Jacob Bash seeks to be appointed the lead plaintiff for a sub-class of purchasers of options for Polaroid’s common stock. According to Bash, the appointment of lead plaintiff for such a sub-class is necessary because the option investors could face unique defenses that would not confront such purchasers of Polaroid shares as Sczesny Trusts.
Bash is correct that some courts have dismissed securities fraud claims asserted by option holders, where their losses resulted from alleged omissions. See e.g., Laventhall v. General Dynamics Corp., 704 F.2d 407 (8th Cir.1983). Here, however, the option holders have alleged that defendants made affirmative misrepresentations in Polaroid’s public securities filings, which, as numerous courts have held, can support claims for securities fraud under the Exchange Act. See e.g., In re Oxford Health Plans Inc. Securities Litig., 244 F.Supp.2d 247 (S.D.N.Y.2003); In re Arakis Energy Corp. Securities Litig., 95 Civ. 3431, 1999 WL 1021819 at *3-4 (E.D.N.Y. Apr. 27, 1999); In re Waste Management Inc.Securities Litig., 128 F.Supp.2d 401, 427-28 (S.D.Tex.2000). Therefore, the interests of Polaroid option investors and shareholders are not sufficiently differentiated to require the appointment of a “niche” lead plaintiff at this time. See Weinberg, 216 F.R.D. at 253-54.
To the extent that different formulas may apply to the calculation of any damages suffered by option investors and shareholders, this Court can order certification of appropriate sub-classes at a later juncture within its broad discretion in arranging the structure of a class action litigation “at any time before the decision on the merits.” See In re Deutsche Telekom, 229 F.Supp.2d at 283. In sum, the appointment of lead plaintiff for a sub-class of Polaroid option investors is premature. Accordingly, Bash’s motion for appointment as lead plaintiff and for approval of his selection of lead counsel is denied, without prejudice to its renewal,
C. Appointment of Lead Counsel
Subject to this Court’s approval, the lead plaintiff is empowered under the PSLRA to select and retain counsel to represent the class members in the consolidated actions. See 15 U.S.C. § 78u-4(a)(3)(B)(v).
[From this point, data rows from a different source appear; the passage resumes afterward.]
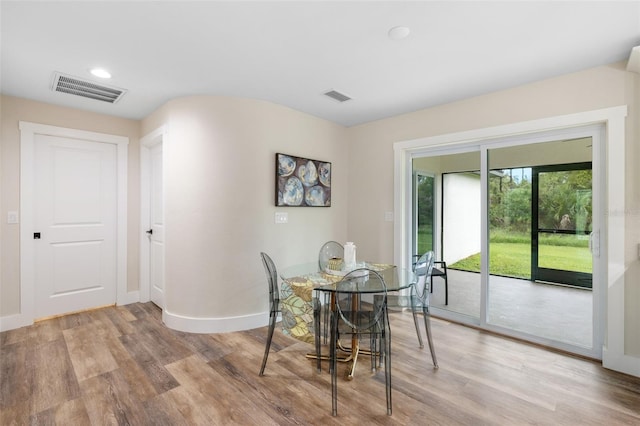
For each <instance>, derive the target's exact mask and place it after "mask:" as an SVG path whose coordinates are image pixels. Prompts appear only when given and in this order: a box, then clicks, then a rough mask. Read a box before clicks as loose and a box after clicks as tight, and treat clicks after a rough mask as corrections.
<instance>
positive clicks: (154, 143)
mask: <svg viewBox="0 0 640 426" xmlns="http://www.w3.org/2000/svg"><path fill="white" fill-rule="evenodd" d="M166 134H167V126H166V125H164V126H160V127H158V128H157V129H155V130H153V131H152V132H151V133H149V134H147V135H145V136H144V137H142V138H141V139H140V301H141V302H148V301H149V300H150V294H149V291H150V289H149V237H148V236H147V233H146V230H147V229H149V228H150V227H151V224H150V223H149V220H150V217H149V213H150V211H151V206H150V204H149V203H150V200H149V197H148V195H149V191H150V187H151V182H150V180H149V178H150V176H149V173H150V171H151V163H150V162H151V155H150V150H151V148H152V147H154V146H155V145H158V144H160V143H164V141H165V138H166ZM162 155H163V159H162V162H163V163H164V149H163V154H162ZM163 173H164V172H163ZM162 179H163V180H164V176H163V177H162ZM163 202H164V197H163Z"/></svg>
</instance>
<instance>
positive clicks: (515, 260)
mask: <svg viewBox="0 0 640 426" xmlns="http://www.w3.org/2000/svg"><path fill="white" fill-rule="evenodd" d="M432 240H433V237H432V235H431V229H430V228H427V227H421V228H420V229H419V230H418V253H424V252H426V251H427V250H430V249H431V247H432V245H431V244H432ZM489 256H490V261H489V270H490V273H491V274H494V275H504V276H507V277H516V278H525V279H529V278H530V277H531V237H530V236H529V235H527V234H523V233H515V232H506V231H504V230H501V229H493V230H491V242H490V255H489ZM539 257H540V261H539V263H540V265H539V266H541V267H543V268H549V269H560V270H566V271H576V272H586V273H591V270H592V265H591V253H590V252H589V247H588V239H587V238H586V237H585V236H575V235H560V234H549V235H541V240H540V247H539ZM447 266H448V267H450V268H453V269H461V270H463V271H472V272H480V253H477V254H474V255H473V256H469V257H467V258H465V259H462V260H460V261H458V262H456V263H454V264H451V265H447Z"/></svg>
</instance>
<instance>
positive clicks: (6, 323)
mask: <svg viewBox="0 0 640 426" xmlns="http://www.w3.org/2000/svg"><path fill="white" fill-rule="evenodd" d="M32 324H33V318H26V317H25V316H24V315H22V314H13V315H7V316H4V317H0V332H2V331H9V330H15V329H16V328H20V327H26V326H28V325H32Z"/></svg>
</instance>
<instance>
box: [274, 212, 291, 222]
mask: <svg viewBox="0 0 640 426" xmlns="http://www.w3.org/2000/svg"><path fill="white" fill-rule="evenodd" d="M287 222H289V213H285V212H276V223H287Z"/></svg>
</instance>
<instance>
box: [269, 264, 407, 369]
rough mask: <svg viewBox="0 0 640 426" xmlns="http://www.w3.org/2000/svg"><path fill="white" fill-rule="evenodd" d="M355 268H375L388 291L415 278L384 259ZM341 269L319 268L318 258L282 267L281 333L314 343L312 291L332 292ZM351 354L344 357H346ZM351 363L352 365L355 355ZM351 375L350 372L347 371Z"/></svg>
mask: <svg viewBox="0 0 640 426" xmlns="http://www.w3.org/2000/svg"><path fill="white" fill-rule="evenodd" d="M357 267H358V268H368V269H372V270H374V271H376V272H378V273H379V274H380V275H381V276H382V278H383V279H384V281H385V284H386V286H387V292H395V291H400V290H403V289H406V288H409V287H410V286H411V285H412V284H413V283H414V282H415V274H414V272H413V271H412V270H410V269H405V268H397V267H396V266H394V265H390V264H383V263H371V262H363V263H361V264H358V265H357ZM344 275H345V272H344V271H331V270H327V271H320V270H319V266H318V262H311V263H306V264H300V265H295V266H291V267H289V268H285V269H283V270H282V271H281V273H280V278H282V284H281V286H280V303H281V314H282V331H283V333H284V334H286V335H289V336H291V337H294V338H296V339H298V340H301V341H303V342H307V343H310V344H313V343H314V339H315V337H314V327H313V319H314V318H313V302H312V301H313V297H314V292H317V291H318V292H323V293H329V294H330V293H331V292H332V291H335V287H336V286H335V284H336V283H337V282H339V281H341V280H342V278H343V276H344ZM349 359H350V357H347V358H345V359H343V360H344V361H348V360H349ZM353 366H354V367H355V359H354V363H353ZM349 377H350V378H352V377H353V373H351V374H350V375H349Z"/></svg>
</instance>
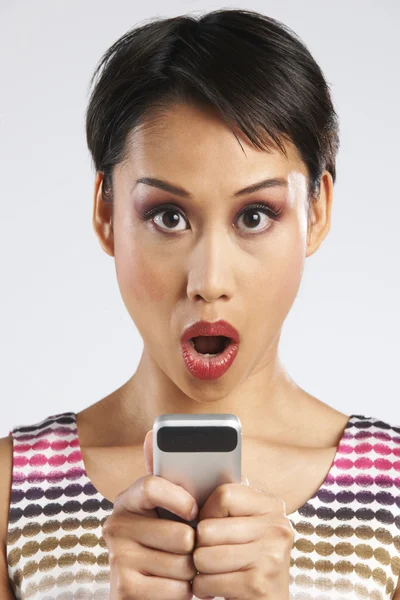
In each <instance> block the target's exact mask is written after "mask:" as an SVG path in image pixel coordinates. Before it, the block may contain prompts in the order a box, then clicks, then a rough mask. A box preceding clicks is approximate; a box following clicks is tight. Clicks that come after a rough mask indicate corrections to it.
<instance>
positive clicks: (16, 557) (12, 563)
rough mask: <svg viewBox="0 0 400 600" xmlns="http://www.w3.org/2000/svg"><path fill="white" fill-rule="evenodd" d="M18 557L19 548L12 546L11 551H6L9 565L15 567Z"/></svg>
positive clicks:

This Court finds that Goodkind, Labaton, Rudoff & Sucharow LLP, the lead plaintiffs proposed selection, possesses the requisite experience to represent the interests of the class members and approves its selection as the lead counsel.

CONCLUSION

For the reasons set forth above, the motions for consolidation of these nine actions pertaining to the allegedly fraudulent financial reporting in Polaroid’s public statements are granted. Furthermore, the Sczesny Trusts’ motion for appointment as the lead plaintiff and for the approval of the selection of Goodkind, Labaton, Rudoff & Sucharow LLP as lead counsel are granted, while similar motions filed by Morgan; Braver and Schultz; and Bash are denied. Bash’s motion for his appointment as the lead plaintiff for a sub-class of option purchasers and the appointment of his selection for lead counsel for that sub-class is denied without prejudice to its later renewal, if appropriate. Lead plaintiffs shall serve and file an amended consolidated class action complaint within 45 days of this Opinion and Order.

. Two other sets of plaintiffs, Alfred and Sandra Day and Dennis Schardt, also moved for consolidation of related actions, for their appointments as the lead plaintiff and for approval of their selection of lead counsel, but they subsequently withdrew those motions.